Questões sobre a cena contemporânea sempre estiveram presentes em nossas práticas artísticas e de pesquisa, mas o que se compreende como contemporâneo?
Concordamos que o contemporâneo faz alusão com aquilo que existe na mesma época que vivemos, neste caso a cena contemporânea faz referência aos espetáculos e as tendências cênicas que estão presentes neste momento histórico. Mas, como afirmaria Pavis (2016, p. 61),
O contemporâneo está atrapalhado entre o passado e o futuro: se pode ver como aquilo que acaba de superar o passado e se constitui como um presente palpitante, também se pode-lhe imaginar como aquilo que não tarda em ser superado, sem saber quando nem porque [sic]. Pelo geral o teatro contemporâneo faz referência [sic] a uma forma ou estética, uma prática procedente de alguma ruptura, de um giro ou período, de uma experiência que ainda não tem sido superada ou questionada, mas quem quiser definir uma arte contemporânea pronto se atrapalharia com a impossibilidade de estabelecer um roteiro de critérios e limites.¹
Nesta ordem de ideias, a cena contemporânea está nutrida de práticas e estéticas indefinidas, já não podemos só falar do teatro, agora novas formas expressivas que não são só teatro se acham dentro das artes da cena. As fronteiras das artes cênicas são diversas, o que permite perceber dentro desta prática múltiplas propostas que vão do interdisciplinar até o transdisciplinar, ou mesmo o indisciplinar.

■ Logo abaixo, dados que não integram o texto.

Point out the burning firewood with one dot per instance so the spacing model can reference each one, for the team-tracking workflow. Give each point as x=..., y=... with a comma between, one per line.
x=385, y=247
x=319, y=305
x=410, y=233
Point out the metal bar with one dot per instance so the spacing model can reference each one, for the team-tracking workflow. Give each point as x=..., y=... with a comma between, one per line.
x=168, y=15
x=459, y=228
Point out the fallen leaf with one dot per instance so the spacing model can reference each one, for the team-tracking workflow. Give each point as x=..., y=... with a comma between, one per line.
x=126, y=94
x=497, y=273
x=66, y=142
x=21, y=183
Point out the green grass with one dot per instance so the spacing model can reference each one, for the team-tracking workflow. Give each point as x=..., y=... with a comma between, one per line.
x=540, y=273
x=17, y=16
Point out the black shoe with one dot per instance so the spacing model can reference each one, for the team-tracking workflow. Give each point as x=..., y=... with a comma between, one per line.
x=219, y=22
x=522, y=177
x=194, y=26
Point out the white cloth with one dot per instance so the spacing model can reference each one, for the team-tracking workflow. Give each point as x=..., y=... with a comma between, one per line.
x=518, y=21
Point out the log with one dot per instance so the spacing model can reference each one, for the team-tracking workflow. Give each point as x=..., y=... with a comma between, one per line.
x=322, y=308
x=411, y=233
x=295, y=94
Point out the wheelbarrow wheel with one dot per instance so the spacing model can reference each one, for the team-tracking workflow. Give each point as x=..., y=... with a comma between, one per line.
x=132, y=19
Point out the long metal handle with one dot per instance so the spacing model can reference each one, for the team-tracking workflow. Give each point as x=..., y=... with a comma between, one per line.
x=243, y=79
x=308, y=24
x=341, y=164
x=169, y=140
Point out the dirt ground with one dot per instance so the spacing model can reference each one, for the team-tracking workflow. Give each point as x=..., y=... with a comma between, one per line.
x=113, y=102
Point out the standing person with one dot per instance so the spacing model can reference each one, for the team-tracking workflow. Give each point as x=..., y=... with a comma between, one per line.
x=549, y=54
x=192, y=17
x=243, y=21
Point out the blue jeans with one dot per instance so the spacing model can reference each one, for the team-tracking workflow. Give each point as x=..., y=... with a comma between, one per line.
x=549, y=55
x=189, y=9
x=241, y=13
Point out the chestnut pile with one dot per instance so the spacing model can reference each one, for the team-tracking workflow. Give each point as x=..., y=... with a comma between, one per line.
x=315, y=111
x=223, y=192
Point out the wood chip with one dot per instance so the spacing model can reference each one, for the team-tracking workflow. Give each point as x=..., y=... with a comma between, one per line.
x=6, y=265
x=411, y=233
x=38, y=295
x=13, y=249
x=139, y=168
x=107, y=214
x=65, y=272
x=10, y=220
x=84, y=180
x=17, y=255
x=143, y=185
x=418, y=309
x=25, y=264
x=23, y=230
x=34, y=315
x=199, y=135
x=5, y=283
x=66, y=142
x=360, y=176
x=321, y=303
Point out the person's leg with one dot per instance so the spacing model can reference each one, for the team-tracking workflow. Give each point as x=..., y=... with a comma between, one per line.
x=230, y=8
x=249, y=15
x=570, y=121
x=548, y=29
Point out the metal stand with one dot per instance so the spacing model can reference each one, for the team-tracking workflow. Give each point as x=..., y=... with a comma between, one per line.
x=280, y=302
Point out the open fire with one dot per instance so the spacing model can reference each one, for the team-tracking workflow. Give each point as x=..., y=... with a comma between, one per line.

As artes cênicas na contemporaneidade já não têm uma preocupação profunda pelo conflito em termos de forças em disputa
, não têm um grande interesse em estudar a construção da personagem, mas a potência da cena contemporânea é que tudo está em permanente busca, temos, por exemplo, grupos de grande trajetória que trabalham na procura e construção de uma cena com os elementos tradicionais, mas no mesmo tempo-espaço, outras experiências estéticas que vão em caminhos mais performativos, em que a experiência tanto do espectador como da pessoa que realiza a ação é o mais importante. A cena contemporânea se constrói do tradicional, antigo e do novo, não pretende uma única verdade, quiçá as verdades estéticas não sejam interesse das práticas cênicas contemporâneas.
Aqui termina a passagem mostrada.